• Energy Research

Abstract Ecological resilience has become a conceptual cornerstone bridging ecological processes to conservation needs. Global change is increasingly associated with local changes in environmental conditions that can cause abrupt ecosystem reorganizations attending to system‐specific resilience fluctuations with time (i.e. resilience dynamics). Here we assess resilience dynamics associated with climate‐driven ecosystems transitions, expressed as changes in the relevant contribution of species with different life‐history strategies, in two benthopelagic systems. We analysed data from 1994 to 2019 coming from a scientific bottom trawl survey in two environmentally contrasting ecosystems in the Western Mediterranean Sea—Northern Spain and Alboran Sea. Benthopelagic species were categorized according to their life‐history strategies (opportunistic, periodic and equilibrium), ecosystem functions and habitats.

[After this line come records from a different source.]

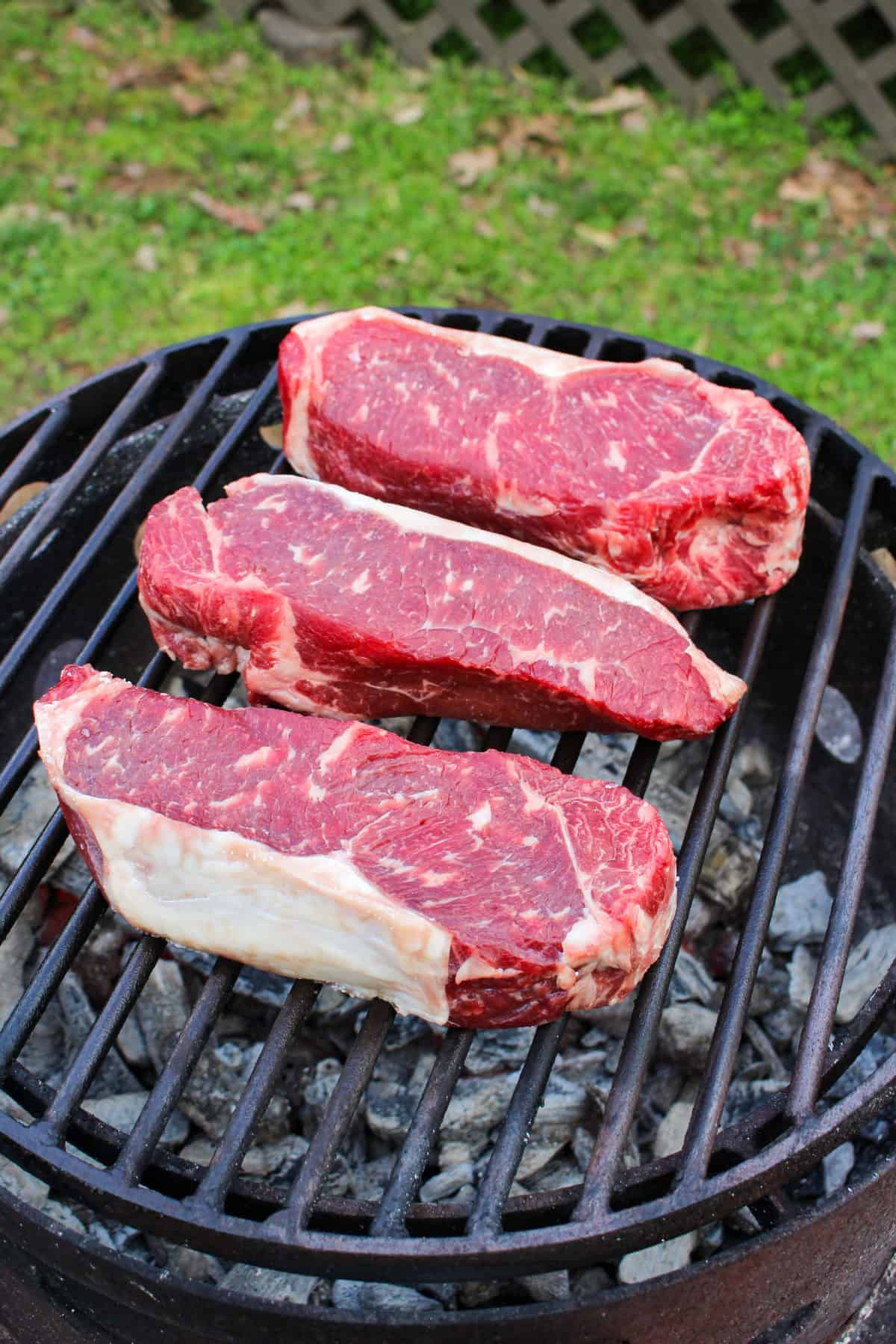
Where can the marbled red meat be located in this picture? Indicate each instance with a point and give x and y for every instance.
(695, 492)
(334, 603)
(485, 890)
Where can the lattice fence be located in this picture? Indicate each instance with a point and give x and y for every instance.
(839, 54)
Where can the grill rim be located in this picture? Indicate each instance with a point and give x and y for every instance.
(815, 426)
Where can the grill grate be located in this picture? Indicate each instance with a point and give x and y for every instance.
(217, 1209)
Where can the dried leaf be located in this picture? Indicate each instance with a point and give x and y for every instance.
(146, 258)
(601, 238)
(408, 116)
(231, 69)
(886, 561)
(546, 208)
(273, 435)
(635, 122)
(85, 38)
(191, 104)
(744, 252)
(862, 332)
(622, 99)
(301, 201)
(238, 217)
(299, 108)
(19, 497)
(467, 166)
(191, 72)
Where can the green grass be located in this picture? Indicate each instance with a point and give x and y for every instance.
(581, 218)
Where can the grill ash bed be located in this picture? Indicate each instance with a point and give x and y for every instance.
(193, 1149)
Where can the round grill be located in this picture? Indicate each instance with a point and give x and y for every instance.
(70, 596)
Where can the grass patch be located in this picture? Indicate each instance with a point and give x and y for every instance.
(344, 188)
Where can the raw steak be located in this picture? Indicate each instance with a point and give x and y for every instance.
(339, 604)
(481, 890)
(695, 492)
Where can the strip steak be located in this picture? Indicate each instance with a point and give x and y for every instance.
(695, 492)
(485, 890)
(337, 604)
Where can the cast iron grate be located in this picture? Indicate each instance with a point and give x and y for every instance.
(615, 1210)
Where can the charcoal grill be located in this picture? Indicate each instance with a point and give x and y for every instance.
(69, 586)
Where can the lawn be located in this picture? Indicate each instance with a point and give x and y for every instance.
(161, 179)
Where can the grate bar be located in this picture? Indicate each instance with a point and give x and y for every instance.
(31, 1006)
(423, 730)
(28, 877)
(707, 1113)
(812, 1055)
(410, 1164)
(191, 1042)
(246, 421)
(114, 515)
(60, 492)
(230, 1152)
(337, 1117)
(82, 1071)
(25, 463)
(641, 1036)
(488, 1210)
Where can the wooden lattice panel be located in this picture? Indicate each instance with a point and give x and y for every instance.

We implemented an Integrated Resilience Assessment (IRA) to elucidate the response mechanism of the studied ecosystems to several candidate environmental stressors and quantify the ecosystems’ resilience. We demonstrate that both ecosystems responded discontinuously to changes in chlorophyll‐a concentration more than any other stressor. The response in Northern Spain indicated a more overarching regime shift than in the Alboran Sea. Opportunistic fish were unfavoured in both ecosystems in the recent periods, while invertebrate species of short life cycle were generally favoured, particularly benthic species in the Alboran Sea. The study illustrates that the resilience dynamics of the two ecosystems were mostly associated with fluctuating productivity, but subtle and long‐term effects from sea warming and fishing reduction were also discernible. Such dynamics are typical of systems with wide environmental gradient such as the Northern Spain, as well as systems with highly hydrodynamic and of biogeographical complexity such as the Alboran Sea. We stress that management should become more adaptive by utilizing the knowledge on the systems’ productivity thresholds and underlying shifts to help anticipate both short‐term/less predictable events and long‐term/expected effects of climate change.